By Christina VanGinkel
I love taking snapshots. Some are actually quite good. Others are so-so. Some, I might like, but I am unsure what to do with them. Some might land in my scrapbooks; others end up blown up in size and framed as gifts for the grandparents or aunts and uncles. Some might even land on my very own walls as forms of what my own idea of art is. It was with this last idea in mind that prompted me to delve further into the technique of Multi Exposure Collages once I came across an image that someone else had made.
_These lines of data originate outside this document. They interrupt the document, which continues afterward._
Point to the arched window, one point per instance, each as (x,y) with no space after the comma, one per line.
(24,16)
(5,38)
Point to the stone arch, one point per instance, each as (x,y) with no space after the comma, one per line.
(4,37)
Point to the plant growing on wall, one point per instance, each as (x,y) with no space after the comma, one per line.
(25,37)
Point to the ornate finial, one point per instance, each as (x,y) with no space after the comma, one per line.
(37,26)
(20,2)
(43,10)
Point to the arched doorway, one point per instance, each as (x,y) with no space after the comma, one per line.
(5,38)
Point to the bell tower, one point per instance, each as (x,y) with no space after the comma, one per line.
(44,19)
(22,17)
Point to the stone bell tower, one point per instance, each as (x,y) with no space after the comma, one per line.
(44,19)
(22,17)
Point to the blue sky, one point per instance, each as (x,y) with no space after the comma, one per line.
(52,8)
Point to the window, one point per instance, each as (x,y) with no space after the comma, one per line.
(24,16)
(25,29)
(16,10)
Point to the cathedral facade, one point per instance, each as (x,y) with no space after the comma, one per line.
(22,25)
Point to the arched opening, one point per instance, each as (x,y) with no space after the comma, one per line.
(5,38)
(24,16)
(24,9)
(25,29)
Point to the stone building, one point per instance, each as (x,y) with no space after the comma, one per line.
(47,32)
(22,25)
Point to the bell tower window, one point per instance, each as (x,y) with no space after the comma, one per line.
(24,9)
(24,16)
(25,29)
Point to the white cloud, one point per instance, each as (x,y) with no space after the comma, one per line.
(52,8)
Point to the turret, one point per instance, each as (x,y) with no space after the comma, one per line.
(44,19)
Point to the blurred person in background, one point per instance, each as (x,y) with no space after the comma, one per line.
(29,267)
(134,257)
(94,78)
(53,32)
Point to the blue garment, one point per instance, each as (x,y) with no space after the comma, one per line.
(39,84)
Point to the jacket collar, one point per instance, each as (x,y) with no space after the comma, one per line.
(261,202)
The picture that I saw was of a forest scene interwoven with a very nice snapshot of a large whitetail buck. The exposure of the piece was such that it gave the scene a very dreamlike feel. I absolutely loved it. When the photographer who had created the piece told me that I could accomplish this same technique at home with nothing more than a couple of photographs, my computer, and a graphics program that held the capability to do so, I was stunned. I have been an amateur photographer for so many years now that I lost count a long time ago, yet somehow I had never really noticed this technique in any of the many graphics programs I have, or if I saw a finished piece, it must not have been intriguing enough to catch my attention. That was until I came across the collage of the forest and whitetail. In effect, a Multi Exposure Collage allows you to layer several photographs, yet still see the elements of each snapshot.
I decided that I would love to try to create my own multi exposure collage, and I had a couple of perfect pictures in mind. Just recently, I had snapped a few very early morning shots of the cloudy sky and their dramatic pink color as the sun rose, and the very same morning I had been lucky enough to take a picture of a black bear sow up a tree. I thought that the image of the sow, superimposed on one of the pink cloud sunrise shots would be an ideal match to try this technique.
Looking through the software installed on my computer, I discovered that Picasa 2, a free download available via the Internet, actually had the capability to create a simple multi exposure collage. I simply chose the pictures I wanted, from the various files that they were stored in, and put a hold on them in the included picture tray. Once I had selected the snapshots, I wanted to use, I simply clicked Collage from the buttons across the bottom of the programs front page. From there, I had a choice of three different types of collages, which one happened to be the multi exposure I was interested in. I was able to use two or more snapshots, though I was limited on any real fine-tuning.
Still, the results were fun to see, and I tried several different combinations before I created a collage that might not have been as good as the first one I saw that intrigued me so, but that was nonetheless pretty good if I must say so myself.
If you love to experiment with your digital photos, and are bored with the more basic cropping, contrasts, and red eye removal tools, check to see if your graphics software is capable of helping you create your own multi exposure collage. If not, download Picasa 2 free and try it. Now that I have tried it, I am brimming with numerous ideas for even more collages. Some I might be able to do via Picasa 2, while others might require a more refined graphics program. Either way, I now realize that if I have been missing a technique as interesting and as fun as the Multi Exposure Collage, I wonder what other method of altering digital photographs that I might be missing with just as interesting results. For now though, I have to go and pick up a couple of frames, as the results of my sunrise and sow in the tree turned out so well, I plan to frame and hang one in my living room, and give another one as a gift to friend who enjoys the local bear population as much as I do.